Analyses showed that these cases were clustered tightly around the Huanan market, whereas later cases were dispersed widely throughout Wuhan – a city of 11 million people. Notably, the researchers found that a striking percentage of early COVID patients with no known connection to the market – meaning they neither worked there nor shopped there – turned out to live close-by.

“This supports a scenario in which the market was the epicenter of the epidemic,” Worobey, a viral evolution expert, said. “With vendors getting infected first and setting off a chain of infections among community members surrounding the area.”

The second study analyses SARS-CoV-2 genomic data from early cases. The researchers combined epidemic modeling with analyses of the virus's early evolution based on the earliest sampled genomes.

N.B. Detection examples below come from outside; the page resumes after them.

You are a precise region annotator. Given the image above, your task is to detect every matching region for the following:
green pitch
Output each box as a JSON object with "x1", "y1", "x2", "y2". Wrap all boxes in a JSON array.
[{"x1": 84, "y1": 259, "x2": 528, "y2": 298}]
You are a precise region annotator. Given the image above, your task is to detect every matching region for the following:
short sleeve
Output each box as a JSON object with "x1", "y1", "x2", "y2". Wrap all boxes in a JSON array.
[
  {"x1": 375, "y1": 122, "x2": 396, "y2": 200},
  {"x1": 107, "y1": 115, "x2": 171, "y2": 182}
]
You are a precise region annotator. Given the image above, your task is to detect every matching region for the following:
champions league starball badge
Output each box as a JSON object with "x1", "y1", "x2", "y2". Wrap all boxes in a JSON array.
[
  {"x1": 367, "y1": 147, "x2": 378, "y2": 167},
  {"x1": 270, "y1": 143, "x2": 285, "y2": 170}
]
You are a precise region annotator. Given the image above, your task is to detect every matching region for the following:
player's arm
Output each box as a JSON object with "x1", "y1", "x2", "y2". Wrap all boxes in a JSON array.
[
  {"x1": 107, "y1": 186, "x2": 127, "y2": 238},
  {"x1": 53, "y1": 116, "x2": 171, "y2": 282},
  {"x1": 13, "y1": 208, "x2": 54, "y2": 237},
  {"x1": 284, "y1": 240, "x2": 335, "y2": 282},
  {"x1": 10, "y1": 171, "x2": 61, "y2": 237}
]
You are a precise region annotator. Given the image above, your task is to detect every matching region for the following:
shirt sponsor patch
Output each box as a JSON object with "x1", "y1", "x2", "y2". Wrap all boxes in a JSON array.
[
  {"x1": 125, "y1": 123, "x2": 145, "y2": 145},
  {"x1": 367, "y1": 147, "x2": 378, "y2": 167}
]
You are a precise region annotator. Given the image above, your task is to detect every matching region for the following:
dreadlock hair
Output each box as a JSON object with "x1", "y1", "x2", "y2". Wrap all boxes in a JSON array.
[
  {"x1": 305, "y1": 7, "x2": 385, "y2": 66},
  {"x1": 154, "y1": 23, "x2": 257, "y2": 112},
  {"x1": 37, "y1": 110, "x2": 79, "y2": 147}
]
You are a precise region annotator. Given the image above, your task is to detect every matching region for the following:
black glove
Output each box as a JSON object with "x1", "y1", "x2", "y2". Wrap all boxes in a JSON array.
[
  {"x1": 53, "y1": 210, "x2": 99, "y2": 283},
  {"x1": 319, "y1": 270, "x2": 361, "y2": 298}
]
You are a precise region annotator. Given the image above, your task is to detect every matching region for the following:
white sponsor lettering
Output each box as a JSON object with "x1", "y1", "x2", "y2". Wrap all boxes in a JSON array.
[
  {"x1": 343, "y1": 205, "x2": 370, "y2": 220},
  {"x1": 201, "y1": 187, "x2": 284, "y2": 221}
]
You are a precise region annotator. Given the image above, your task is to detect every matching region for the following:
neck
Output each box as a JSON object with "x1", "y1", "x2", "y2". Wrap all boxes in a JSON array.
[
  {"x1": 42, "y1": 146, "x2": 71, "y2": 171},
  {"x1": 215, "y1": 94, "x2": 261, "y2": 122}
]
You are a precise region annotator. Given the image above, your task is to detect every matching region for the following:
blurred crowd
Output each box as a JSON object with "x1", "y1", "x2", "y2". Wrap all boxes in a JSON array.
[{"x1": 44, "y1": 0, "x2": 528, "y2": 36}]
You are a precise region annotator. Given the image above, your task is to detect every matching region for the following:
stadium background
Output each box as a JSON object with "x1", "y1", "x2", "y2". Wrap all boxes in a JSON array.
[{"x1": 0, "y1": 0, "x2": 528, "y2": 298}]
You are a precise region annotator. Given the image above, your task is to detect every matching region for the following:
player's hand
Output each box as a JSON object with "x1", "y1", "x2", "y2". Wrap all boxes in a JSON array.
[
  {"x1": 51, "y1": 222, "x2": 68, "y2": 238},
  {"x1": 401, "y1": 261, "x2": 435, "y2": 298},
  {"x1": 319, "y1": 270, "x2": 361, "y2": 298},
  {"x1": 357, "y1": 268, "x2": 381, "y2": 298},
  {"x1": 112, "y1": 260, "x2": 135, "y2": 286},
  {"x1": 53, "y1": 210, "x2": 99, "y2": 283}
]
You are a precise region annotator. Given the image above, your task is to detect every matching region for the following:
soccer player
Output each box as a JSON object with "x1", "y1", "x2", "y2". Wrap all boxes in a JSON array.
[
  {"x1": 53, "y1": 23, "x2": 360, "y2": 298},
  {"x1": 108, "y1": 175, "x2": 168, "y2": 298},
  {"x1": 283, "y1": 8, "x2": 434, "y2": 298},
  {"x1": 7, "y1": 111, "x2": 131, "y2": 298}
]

They determined that the pandemic, which initially involved two subtly distinct lineages of SARS-CoV-2, likely arose from at least two separate infections of humans from animals at the Huanan market in November 2019 and perhaps in December 2019. The analyses also suggested that, in this period, there were many other animal-to-human transmissions of the virus at the market that failed to manifest in recorded COVID-19 cases.

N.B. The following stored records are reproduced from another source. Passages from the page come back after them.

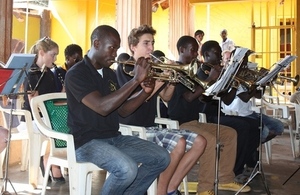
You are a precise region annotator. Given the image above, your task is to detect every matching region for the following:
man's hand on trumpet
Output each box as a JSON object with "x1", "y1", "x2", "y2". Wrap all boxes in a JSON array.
[
  {"x1": 133, "y1": 57, "x2": 151, "y2": 83},
  {"x1": 205, "y1": 65, "x2": 223, "y2": 83},
  {"x1": 141, "y1": 77, "x2": 155, "y2": 94}
]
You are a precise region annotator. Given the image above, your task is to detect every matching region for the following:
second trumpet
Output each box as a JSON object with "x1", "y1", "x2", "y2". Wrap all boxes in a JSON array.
[{"x1": 113, "y1": 61, "x2": 205, "y2": 92}]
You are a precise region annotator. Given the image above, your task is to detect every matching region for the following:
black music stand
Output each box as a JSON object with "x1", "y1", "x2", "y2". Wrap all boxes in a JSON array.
[
  {"x1": 0, "y1": 54, "x2": 35, "y2": 195},
  {"x1": 204, "y1": 48, "x2": 249, "y2": 195},
  {"x1": 204, "y1": 47, "x2": 249, "y2": 96},
  {"x1": 235, "y1": 56, "x2": 297, "y2": 195}
]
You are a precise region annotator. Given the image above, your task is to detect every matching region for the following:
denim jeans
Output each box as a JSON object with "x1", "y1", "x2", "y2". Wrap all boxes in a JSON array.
[{"x1": 76, "y1": 135, "x2": 170, "y2": 195}]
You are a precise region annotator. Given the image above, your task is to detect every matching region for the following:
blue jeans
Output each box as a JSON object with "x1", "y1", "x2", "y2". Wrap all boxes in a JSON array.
[
  {"x1": 248, "y1": 112, "x2": 284, "y2": 142},
  {"x1": 76, "y1": 135, "x2": 170, "y2": 195}
]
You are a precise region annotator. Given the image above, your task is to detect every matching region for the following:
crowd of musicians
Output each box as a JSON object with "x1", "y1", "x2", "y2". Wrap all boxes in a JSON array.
[{"x1": 0, "y1": 25, "x2": 290, "y2": 195}]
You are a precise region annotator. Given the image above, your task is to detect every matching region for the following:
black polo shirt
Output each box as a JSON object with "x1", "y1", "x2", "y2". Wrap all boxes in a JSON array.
[{"x1": 65, "y1": 56, "x2": 120, "y2": 148}]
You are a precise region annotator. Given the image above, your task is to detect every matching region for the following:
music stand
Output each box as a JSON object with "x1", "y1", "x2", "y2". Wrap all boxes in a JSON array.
[
  {"x1": 204, "y1": 48, "x2": 249, "y2": 96},
  {"x1": 203, "y1": 47, "x2": 249, "y2": 195},
  {"x1": 235, "y1": 56, "x2": 297, "y2": 195},
  {"x1": 0, "y1": 54, "x2": 35, "y2": 195}
]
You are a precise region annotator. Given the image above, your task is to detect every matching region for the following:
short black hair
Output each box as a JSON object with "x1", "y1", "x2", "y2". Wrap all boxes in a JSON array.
[
  {"x1": 201, "y1": 40, "x2": 220, "y2": 56},
  {"x1": 65, "y1": 44, "x2": 82, "y2": 57},
  {"x1": 176, "y1": 35, "x2": 197, "y2": 53},
  {"x1": 194, "y1": 30, "x2": 204, "y2": 37},
  {"x1": 117, "y1": 53, "x2": 130, "y2": 61}
]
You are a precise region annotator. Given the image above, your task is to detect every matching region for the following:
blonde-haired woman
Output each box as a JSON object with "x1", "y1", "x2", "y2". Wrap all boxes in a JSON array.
[{"x1": 19, "y1": 37, "x2": 65, "y2": 182}]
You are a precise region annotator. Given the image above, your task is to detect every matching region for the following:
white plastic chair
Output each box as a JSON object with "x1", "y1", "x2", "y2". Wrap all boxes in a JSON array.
[
  {"x1": 263, "y1": 99, "x2": 296, "y2": 160},
  {"x1": 31, "y1": 93, "x2": 102, "y2": 195}
]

The authors used a technique known as molecular clock analysis, which relies on the natural pace with which genetic mutations occur over time, to establish a framework for the evolution of the SARS-CoV-2 virus lineages. They found that a scenario of a singular introduction of the virus into humans rather than multiple introductions would be inconsistent with molecular clock data.

The two studies provide evidence that COVID-19 originated via jumps from animals to humans at the Huanan market, likely following transmission to those animals from coronavirus-carrying bats in the wild or on farms in China. The researchers say scientists and public officials should seek better understanding of the wildlife trade in China and elsewhere and promote more comprehensive testing of live animals sold in markets to lower the risk of future pandemics.

The teams include more than 30 scholars from 20 different universities and research centers, including UCLA, the University of California San Diego, the Scripps Research Institute, the University of Arizona, and Johns Hopkins University in the U.S., among others.